Norfolk S. Ry. Co. v. Box
(U.S. 7th Cir., Civil Procedure, Transportation) In a suit over a state requirement that rail switching yards built or substantially renovated after February 2005 must include walkways parallel to each track for employees, judgment for defendant-state is affirmed where federal law does not supersede the state requirement.

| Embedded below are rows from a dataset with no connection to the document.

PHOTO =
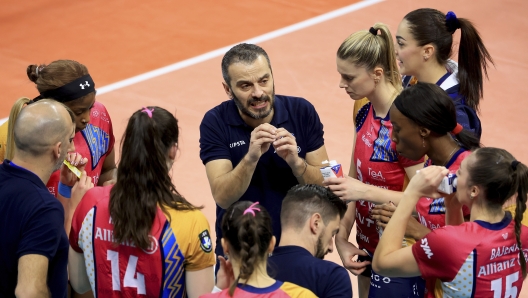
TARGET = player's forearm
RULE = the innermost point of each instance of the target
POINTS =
(395, 230)
(380, 195)
(229, 187)
(346, 224)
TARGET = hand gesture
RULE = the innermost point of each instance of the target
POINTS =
(261, 138)
(79, 189)
(286, 146)
(225, 276)
(347, 251)
(347, 189)
(67, 177)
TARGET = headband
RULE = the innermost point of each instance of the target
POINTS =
(457, 129)
(452, 22)
(71, 91)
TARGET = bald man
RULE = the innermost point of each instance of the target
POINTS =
(34, 245)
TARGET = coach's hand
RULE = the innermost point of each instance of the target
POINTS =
(261, 138)
(347, 251)
(67, 177)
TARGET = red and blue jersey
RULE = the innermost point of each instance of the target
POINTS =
(475, 259)
(431, 212)
(378, 164)
(94, 142)
(278, 290)
(179, 245)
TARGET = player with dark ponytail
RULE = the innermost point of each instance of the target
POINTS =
(141, 226)
(247, 240)
(424, 48)
(481, 258)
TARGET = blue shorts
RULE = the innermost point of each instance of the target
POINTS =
(396, 287)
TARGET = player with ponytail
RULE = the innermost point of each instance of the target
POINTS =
(248, 240)
(481, 258)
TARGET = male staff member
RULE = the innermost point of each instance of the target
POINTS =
(258, 145)
(310, 219)
(34, 249)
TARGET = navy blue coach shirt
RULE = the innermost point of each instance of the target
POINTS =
(323, 278)
(225, 135)
(31, 222)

Richland Bookmart, Inc. v. Knox County, Tennessee
(U.S. 6th Cir., Civil Procedure, Commercial Law, Constitutional Law, Entertainment Law) In a suit challenging the constitutionality of a county ordinance that establishes licensing requirements and regulations for sexually-oriented businesses, summary judgment for defendants and partial denial of summary judgment for plaintiffs is affirmed in part and reversed in part where: 1) the ordinance is a content-neutral time, place, and manner regulation aimed at preventing the deleterious secondary effects of the businesses; 2) the county met its burden of providing a reasonable evidentiary basis for concluding that its regulation would have the desired effect; 3) plaintiffs did not meet their burden of casting direct doubt on the factual findings or rationale underlying the ordinance; 4) the ordinance was narrowly tailored and not overbroad; 5) the ordinance was not an unconstitutional prior restraint; 6) state law did not preempt the ordinance’s limitation on hours of operation; and 7) plaintiffs had no standing to challenge the civil disability provisions of the ordinance.


Madden v. Cowen
&
Co.
(U.S. 9th Cir., Civil Procedure, Corporation & Enterprise Law, Securities Law) In a suit against an investment bank alleging that the bank misled plaintiffs regarding the sale of their closely held corporation to a publicly traded company, denial of a motion to remand to state court and dismissal are reversed and remanded with instructions to remand to state court where the suit falls within the Securities Litigation Uniform Standards Act’s savings clause, which preserves certain state-law actions.